The Khunti Police said in the first information report that the accused attempted to mislead Adivasis on social media by providing false information about the Indian Constitution, Hindustan reported. They have been charged with trying to create communal tension, and cause law and order problems. Some workers of non-governmental organisations are also among the people charged with sedition.

The FIR also mentioned the abduction of Jharkhand Bharatiya Janata Party leader Kariya Munda’s bodyguards, allegedly by Pathalgadi supporters in Ghagra, on July 26. When the police arrived at spot, the villagers allegedly attacked them with arrows. Some police personnel were subsequently injured during an operation to rescue Kariya’s bodyguards, the FIR said.

Congress leader Theodore Kiro, one of the accused, told Scroll.in that the sedition charges were an effort to divide the society by labelling missionaries as Naxalites. “The activists were criticising the wrong policies of the government, and the hate that it is spreading,” Kiro alleged. “So the administration filed a case against us.”

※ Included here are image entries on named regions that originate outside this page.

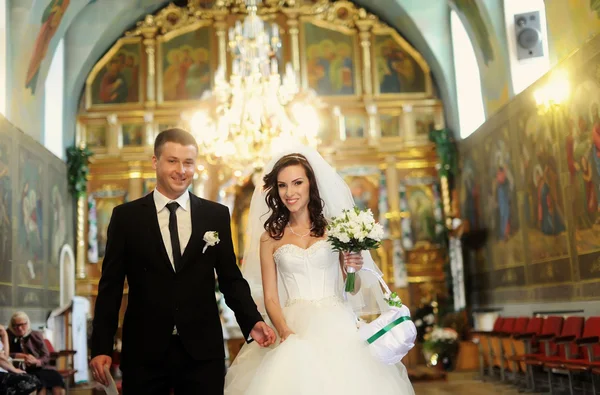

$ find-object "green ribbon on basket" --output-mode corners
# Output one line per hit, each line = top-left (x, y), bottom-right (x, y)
(367, 315), (410, 344)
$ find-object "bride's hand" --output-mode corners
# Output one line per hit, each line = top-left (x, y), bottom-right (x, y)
(279, 329), (295, 343)
(343, 252), (363, 272)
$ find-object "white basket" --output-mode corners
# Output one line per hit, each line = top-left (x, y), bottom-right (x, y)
(359, 268), (417, 365)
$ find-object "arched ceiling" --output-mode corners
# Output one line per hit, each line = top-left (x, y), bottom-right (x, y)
(11, 0), (506, 144)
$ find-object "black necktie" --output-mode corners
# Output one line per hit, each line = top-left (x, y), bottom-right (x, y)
(167, 202), (181, 272)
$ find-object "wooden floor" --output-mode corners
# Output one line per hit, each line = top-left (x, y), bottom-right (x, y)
(70, 373), (519, 395)
(413, 373), (519, 395)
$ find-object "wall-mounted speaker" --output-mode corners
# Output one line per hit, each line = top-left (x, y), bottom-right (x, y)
(515, 11), (544, 60)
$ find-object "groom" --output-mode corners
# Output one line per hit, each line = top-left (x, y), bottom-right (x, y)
(90, 129), (275, 395)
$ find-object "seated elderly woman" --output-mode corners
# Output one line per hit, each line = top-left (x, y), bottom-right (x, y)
(0, 325), (42, 395)
(8, 312), (65, 395)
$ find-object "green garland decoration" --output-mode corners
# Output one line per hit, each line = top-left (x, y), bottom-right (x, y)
(429, 129), (458, 177)
(67, 146), (94, 198)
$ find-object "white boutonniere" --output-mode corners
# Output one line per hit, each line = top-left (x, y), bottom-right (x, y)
(202, 231), (221, 254)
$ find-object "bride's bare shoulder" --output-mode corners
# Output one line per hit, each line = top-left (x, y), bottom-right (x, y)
(260, 231), (277, 252)
(260, 231), (276, 245)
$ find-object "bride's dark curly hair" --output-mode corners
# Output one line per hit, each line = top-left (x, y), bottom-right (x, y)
(263, 154), (327, 240)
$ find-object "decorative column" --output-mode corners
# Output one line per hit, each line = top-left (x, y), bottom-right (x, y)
(283, 9), (300, 78)
(333, 106), (346, 141)
(140, 15), (158, 108)
(214, 14), (227, 76)
(106, 114), (122, 155)
(144, 112), (156, 147)
(400, 104), (417, 142)
(75, 193), (88, 279)
(128, 161), (144, 200)
(367, 103), (381, 146)
(67, 141), (93, 279)
(356, 19), (374, 96)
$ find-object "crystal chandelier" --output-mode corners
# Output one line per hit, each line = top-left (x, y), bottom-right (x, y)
(190, 0), (319, 172)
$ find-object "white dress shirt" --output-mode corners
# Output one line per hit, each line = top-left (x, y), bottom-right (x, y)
(154, 189), (192, 335)
(154, 189), (192, 270)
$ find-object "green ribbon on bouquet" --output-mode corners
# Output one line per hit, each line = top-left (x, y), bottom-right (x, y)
(367, 315), (410, 344)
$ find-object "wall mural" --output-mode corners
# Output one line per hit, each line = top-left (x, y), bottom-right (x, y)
(303, 23), (357, 96)
(483, 125), (523, 266)
(160, 27), (213, 101)
(0, 115), (74, 321)
(25, 0), (70, 94)
(339, 166), (380, 218)
(517, 109), (569, 262)
(0, 131), (13, 283)
(460, 33), (600, 304)
(17, 151), (45, 266)
(374, 34), (427, 94)
(93, 189), (127, 258)
(544, 0), (600, 63)
(91, 42), (142, 105)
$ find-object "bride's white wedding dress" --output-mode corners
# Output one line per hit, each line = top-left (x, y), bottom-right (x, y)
(225, 240), (414, 395)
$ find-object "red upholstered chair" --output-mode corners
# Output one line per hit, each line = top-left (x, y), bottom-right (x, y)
(490, 317), (517, 381)
(471, 317), (504, 378)
(562, 317), (600, 394)
(519, 316), (564, 391)
(44, 339), (77, 394)
(508, 317), (544, 372)
(538, 317), (585, 395)
(500, 317), (529, 381)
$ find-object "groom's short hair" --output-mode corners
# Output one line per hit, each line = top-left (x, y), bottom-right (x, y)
(154, 128), (198, 158)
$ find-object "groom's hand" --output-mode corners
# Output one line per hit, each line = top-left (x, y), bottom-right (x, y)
(250, 321), (276, 347)
(90, 355), (112, 387)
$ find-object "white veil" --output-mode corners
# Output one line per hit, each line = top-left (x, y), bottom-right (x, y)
(242, 143), (388, 316)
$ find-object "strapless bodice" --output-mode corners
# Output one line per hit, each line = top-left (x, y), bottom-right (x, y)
(273, 240), (342, 303)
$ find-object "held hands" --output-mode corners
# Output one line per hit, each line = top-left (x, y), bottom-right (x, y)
(279, 328), (295, 343)
(90, 355), (112, 387)
(343, 252), (363, 273)
(250, 321), (275, 347)
(24, 354), (40, 366)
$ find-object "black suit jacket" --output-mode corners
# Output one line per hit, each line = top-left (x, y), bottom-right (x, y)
(91, 193), (262, 371)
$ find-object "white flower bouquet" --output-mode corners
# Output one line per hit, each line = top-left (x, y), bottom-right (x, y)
(327, 207), (383, 292)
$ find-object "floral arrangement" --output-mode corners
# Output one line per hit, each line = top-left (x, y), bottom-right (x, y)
(384, 292), (402, 308)
(413, 303), (435, 343)
(327, 207), (384, 292)
(423, 326), (458, 355)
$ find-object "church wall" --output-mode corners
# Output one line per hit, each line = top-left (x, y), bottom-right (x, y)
(545, 0), (600, 64)
(354, 0), (459, 134)
(7, 0), (89, 147)
(450, 0), (512, 118)
(0, 115), (75, 325)
(458, 32), (600, 314)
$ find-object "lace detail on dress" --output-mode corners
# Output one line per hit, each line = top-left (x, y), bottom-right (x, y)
(273, 239), (329, 262)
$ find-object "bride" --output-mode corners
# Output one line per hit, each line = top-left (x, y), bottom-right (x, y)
(225, 146), (414, 395)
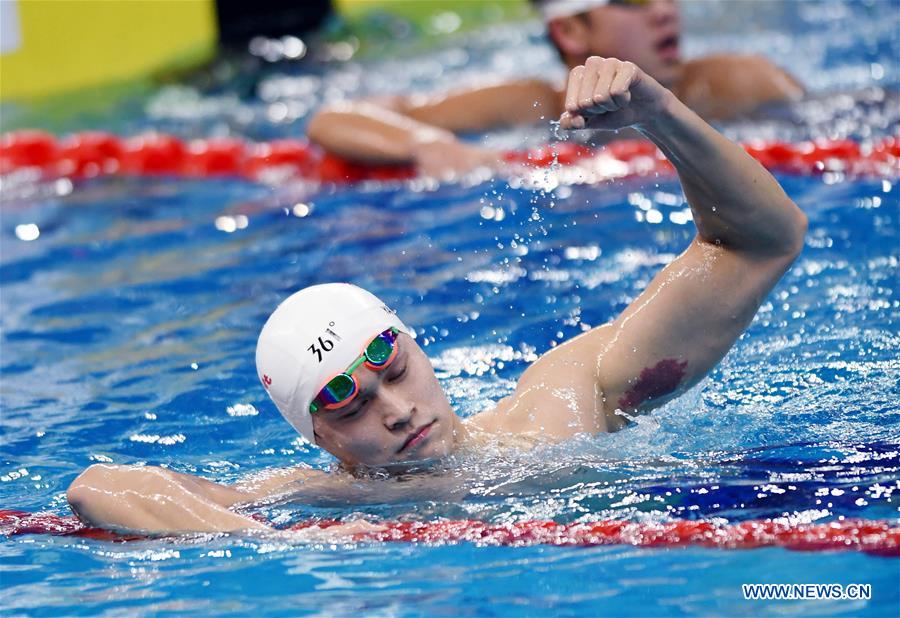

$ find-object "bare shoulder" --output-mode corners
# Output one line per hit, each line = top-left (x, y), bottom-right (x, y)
(673, 54), (804, 119)
(233, 466), (329, 502)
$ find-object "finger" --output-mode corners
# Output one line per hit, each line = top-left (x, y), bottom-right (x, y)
(566, 66), (584, 113)
(591, 60), (619, 113)
(609, 62), (637, 108)
(578, 56), (604, 111)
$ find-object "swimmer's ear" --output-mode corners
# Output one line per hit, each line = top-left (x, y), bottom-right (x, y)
(547, 15), (591, 62)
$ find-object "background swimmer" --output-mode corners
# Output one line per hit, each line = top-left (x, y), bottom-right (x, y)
(68, 57), (806, 532)
(307, 0), (803, 176)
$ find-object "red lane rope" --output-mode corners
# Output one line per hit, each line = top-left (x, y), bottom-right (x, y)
(0, 130), (900, 183)
(0, 509), (900, 557)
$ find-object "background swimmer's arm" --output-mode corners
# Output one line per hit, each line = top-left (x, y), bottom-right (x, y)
(66, 464), (269, 534)
(307, 80), (559, 176)
(506, 58), (806, 437)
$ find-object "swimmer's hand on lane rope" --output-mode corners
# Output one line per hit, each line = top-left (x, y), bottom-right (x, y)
(559, 56), (671, 131)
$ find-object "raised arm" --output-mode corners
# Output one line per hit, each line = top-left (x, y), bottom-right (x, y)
(492, 57), (806, 438)
(307, 80), (561, 176)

“Our efforts are directed towards making the Adivasis aware of their rights,” Kiro added. The former Congress MLA said that the police had filed a case under Section 66A of the Information Technology Act, though that section has been struck down by the Supreme Court in 2015. “So the government believes neither in the Constitution nor the Supreme Court,” he said.

Kiro said the case is an attempt to suppress the lifestyle of the Adivasis. “The corporate houses want to engage in mining here,” he said. “But the land is owned by Adivasis. So they want to remove the Adivasis from the land.” Kiro added that the defendants would fight the case through Constitutional means.

The former Congress MLA alleged that the corporations were working in connivance with the BJP government in the state. “The Rashtriya Swayamsevak Sangh does not want the land. They want to uproot the Christian missionaries who have established many schools in the area,” he said. “The corporations, meanwhile, want to seize the land.”